Liu Q.-S.,Northern Sichuan Medical College |
Liu Q.-S.,Institute of Rheumatology and Immunology |
Yuan G.-H.,Institute of Rheumatology and Immunology |
Tang Z.,Northern Sichuan Medical College |
And 11 more authors.
Journal of Xi'an Jiaotong University (Medical Sciences) | Year: 2012
Objective: To detect reticulated platelets (RPs) in patients with system lupus erythematosus (SLE) so as to explore the diagnostic and prognostic values of RPs for SLE. Methods: By using cytoanalyzer, platelets were analyzed in 80 SLE patients and 41 healthy subjects. According to the presence of thrombocytopenia, the SLE patients were divided into SLE plus thrombocytopenia group and non-thrombocytopenia group. Platelet-rich plasma was collected from all subjects through the intravenous blood. RPs were analyzed with flow cytometry. In addition, RPs were assayed in 11 SLE patients before and after medication. We counted the total number of megakaryocytes and classified them and studied the platelets in bone marrow of 21 SLE patients. Results: The initial RPs result was (6.73±6.02)% in SLE patients and (2.31±0.85)% in healthy subjects, with a significant difference (P<0.001). Among the 80 SLE patients, the RPs result was (10.99±7.54)% in the 15 patients, with thrombocytopenia, but (5.04±3.40)% in the 65 non-thrombocytopenia patients with a significant difference (P=0.001). The RPs result in 11 SLE patients significantly decreased from (8.59±7.01)% before treatment to (4.79±3.13)% after treatment (P=0.039). Bone marrow smear test showed that the number of platelets in the SLE patients with thrombocytopenia was significantly reduced compared with those non-thrombocytopenia ones.
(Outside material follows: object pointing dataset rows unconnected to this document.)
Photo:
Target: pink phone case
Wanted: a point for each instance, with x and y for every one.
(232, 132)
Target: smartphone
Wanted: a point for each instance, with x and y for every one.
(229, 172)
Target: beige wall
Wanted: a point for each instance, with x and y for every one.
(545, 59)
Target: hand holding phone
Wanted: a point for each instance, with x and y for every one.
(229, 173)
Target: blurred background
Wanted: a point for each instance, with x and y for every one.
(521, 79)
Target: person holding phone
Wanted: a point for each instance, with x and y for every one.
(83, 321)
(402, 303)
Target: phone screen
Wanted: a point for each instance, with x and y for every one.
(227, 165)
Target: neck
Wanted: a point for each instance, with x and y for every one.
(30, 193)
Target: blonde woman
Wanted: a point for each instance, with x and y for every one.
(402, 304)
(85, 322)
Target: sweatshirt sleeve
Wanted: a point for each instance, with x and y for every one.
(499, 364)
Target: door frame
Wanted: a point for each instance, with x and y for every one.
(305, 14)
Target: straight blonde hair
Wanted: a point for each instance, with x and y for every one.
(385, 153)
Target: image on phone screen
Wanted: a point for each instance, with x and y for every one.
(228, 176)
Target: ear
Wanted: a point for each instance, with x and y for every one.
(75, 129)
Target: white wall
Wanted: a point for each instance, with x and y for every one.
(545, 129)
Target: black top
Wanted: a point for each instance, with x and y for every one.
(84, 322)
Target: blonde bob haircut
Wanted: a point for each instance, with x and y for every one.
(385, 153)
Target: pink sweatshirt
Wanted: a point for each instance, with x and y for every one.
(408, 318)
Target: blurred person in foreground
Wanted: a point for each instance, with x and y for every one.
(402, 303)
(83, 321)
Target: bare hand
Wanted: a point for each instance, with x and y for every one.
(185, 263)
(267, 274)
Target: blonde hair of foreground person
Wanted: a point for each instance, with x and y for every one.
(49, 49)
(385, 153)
Thrombocytogenous megakaryocytes were significantly fewer in the patients with thrombocytopenia than in those without (P=0.007) although the two groups did not significantly differ in the number of immature megakaryocytes (P>0.05). Conclusion: RP has auxiliary diagnostic and prognostic values for SLE, especially in patients with thrombocytopenia. Thrombocytopenia in SLE patients may be related to the abnormal maturation of megakaryocytes in bone marrow.